Breathe 'IN' and Breathe 'OUT'
Natural breathing is an unconscious habit but this type of pranayama involves deep breathing. Here’s how to do it
- Inhale for a long time while you compose and calm yourself.
- Exhale for a long time, while you let go of all the negative thoughts.
Buzz it out
‘Bhramari’ pranayama, where Bhramari means ‘bumblebee’ in Hindi incorporates the sound of the bee. This sound creates a good vibration that can calm you down. Here’s how to perform it.
- Sit down on the mat crossing your legs (padmasana position)
- Cover your ear flaps gently with your thumbs
- With the rest of your fingers cover your eyes (index finger on your eyebrow and rest over the eyes)
- Apply light pressure around your nose with your fingers
- Inhale deeply through your nostrils
- Exhale through your nose, while producing a buzzing sound.

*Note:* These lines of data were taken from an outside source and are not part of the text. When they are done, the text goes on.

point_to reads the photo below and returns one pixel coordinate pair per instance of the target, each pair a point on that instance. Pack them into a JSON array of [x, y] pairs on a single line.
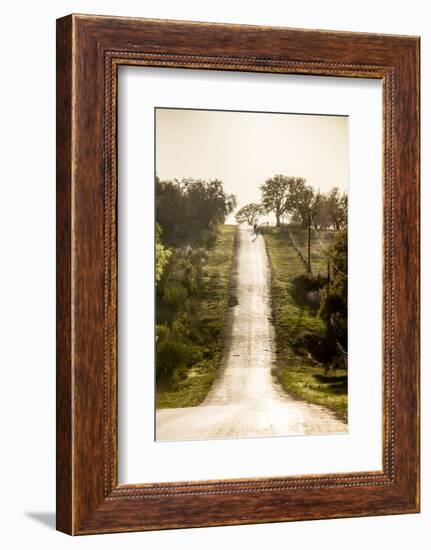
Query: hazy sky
[[244, 149]]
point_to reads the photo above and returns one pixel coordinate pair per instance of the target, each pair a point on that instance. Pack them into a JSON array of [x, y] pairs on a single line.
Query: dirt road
[[246, 401]]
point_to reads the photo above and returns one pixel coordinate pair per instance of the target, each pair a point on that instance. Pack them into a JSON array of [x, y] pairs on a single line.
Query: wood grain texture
[[90, 49]]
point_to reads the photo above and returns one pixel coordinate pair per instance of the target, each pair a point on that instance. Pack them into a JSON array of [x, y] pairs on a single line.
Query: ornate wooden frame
[[89, 51]]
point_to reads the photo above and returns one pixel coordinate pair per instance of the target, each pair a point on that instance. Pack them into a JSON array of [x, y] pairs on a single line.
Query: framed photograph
[[237, 274]]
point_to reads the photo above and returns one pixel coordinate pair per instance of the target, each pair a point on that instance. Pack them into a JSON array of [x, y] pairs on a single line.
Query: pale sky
[[244, 149]]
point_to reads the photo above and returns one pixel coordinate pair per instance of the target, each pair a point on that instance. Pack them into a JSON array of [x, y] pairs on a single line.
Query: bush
[[306, 290], [322, 348], [171, 355], [174, 294]]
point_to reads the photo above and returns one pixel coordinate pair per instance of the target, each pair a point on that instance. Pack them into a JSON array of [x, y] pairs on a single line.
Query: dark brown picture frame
[[89, 51]]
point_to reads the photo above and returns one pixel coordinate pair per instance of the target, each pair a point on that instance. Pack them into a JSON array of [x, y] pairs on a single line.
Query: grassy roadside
[[210, 310], [300, 376]]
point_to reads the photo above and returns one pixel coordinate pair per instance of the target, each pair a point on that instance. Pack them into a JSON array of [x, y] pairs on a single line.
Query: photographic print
[[251, 274]]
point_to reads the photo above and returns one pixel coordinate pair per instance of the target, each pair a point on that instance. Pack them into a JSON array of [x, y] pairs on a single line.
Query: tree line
[[188, 214], [286, 195]]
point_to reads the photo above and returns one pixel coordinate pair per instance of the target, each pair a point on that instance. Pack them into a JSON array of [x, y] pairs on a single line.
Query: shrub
[[171, 355], [174, 294], [306, 290]]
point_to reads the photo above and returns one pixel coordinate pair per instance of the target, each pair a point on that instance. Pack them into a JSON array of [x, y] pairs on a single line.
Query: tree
[[189, 210], [301, 200], [334, 307], [274, 194], [162, 254], [250, 213], [337, 207]]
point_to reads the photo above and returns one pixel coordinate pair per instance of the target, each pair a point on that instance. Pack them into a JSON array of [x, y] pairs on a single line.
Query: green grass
[[300, 376], [210, 315]]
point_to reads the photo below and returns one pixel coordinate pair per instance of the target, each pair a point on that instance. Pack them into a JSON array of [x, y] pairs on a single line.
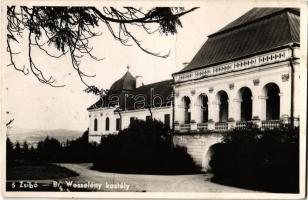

- Repeat this process 5 times.
Calm down your nerves
‘Udgeeth’ pranayama is wonderful to ease tension, anger, and anxiety, so if you are short-tempered or under a lot of stress be sure to incorporate this pranayama to your daily yoga routine. Here’s how it is done.
- Sit down in padmasana
- Inhale deeply till your lungs fill with air
- Exhale while chanting out Ooooom (stressing on the O)
- Repeat this 3-5 times
Channeling the air to your gut
Although it sounds tricky the ‘3’ part breathing or ‘Dirga pranayama’ is just a long breath broken into three parts. Here’s the step by step
- Sit in padmasana and relax
- Part-1 Inhale fill up your diaphragm
- Part-2 Move the air to your abdomen
- Part-3 Then move the air back to the lungs
- Repeat this process for 2-3 minutes
If you find it difficult to perform in a padmasana, lie down and place a sandbag or a heavy blanket over your abdomen, this will help you visualize the movement of the air. When the air fills the abdomen the blanket will lift up and when the air moves to the lungs the blanket will go down. Once you master this you can try again in padmasana. ‘Dirga pranayama’ not only improves lung capacity but also helps you ease stress.
Let them hear you roar
Simhasana or ‘lions breath’ is a little more challenging for beginners as it involves losing all your inhibitions. Here's how you perform it
- Kneel down on your mat, sit upright
- Spread your knees, palms down and hips on your thighs
- Inhale deeply
- Exhale while putting your tongue out and roar HA!
- After the roar hold the pose for 20-30 sec
- Repeat the process 4- 6 times.
Simhasana is a good exercise for your face, throat, tongue and eyes. It has prominent effects on the throat and also helps clear the vocal cord.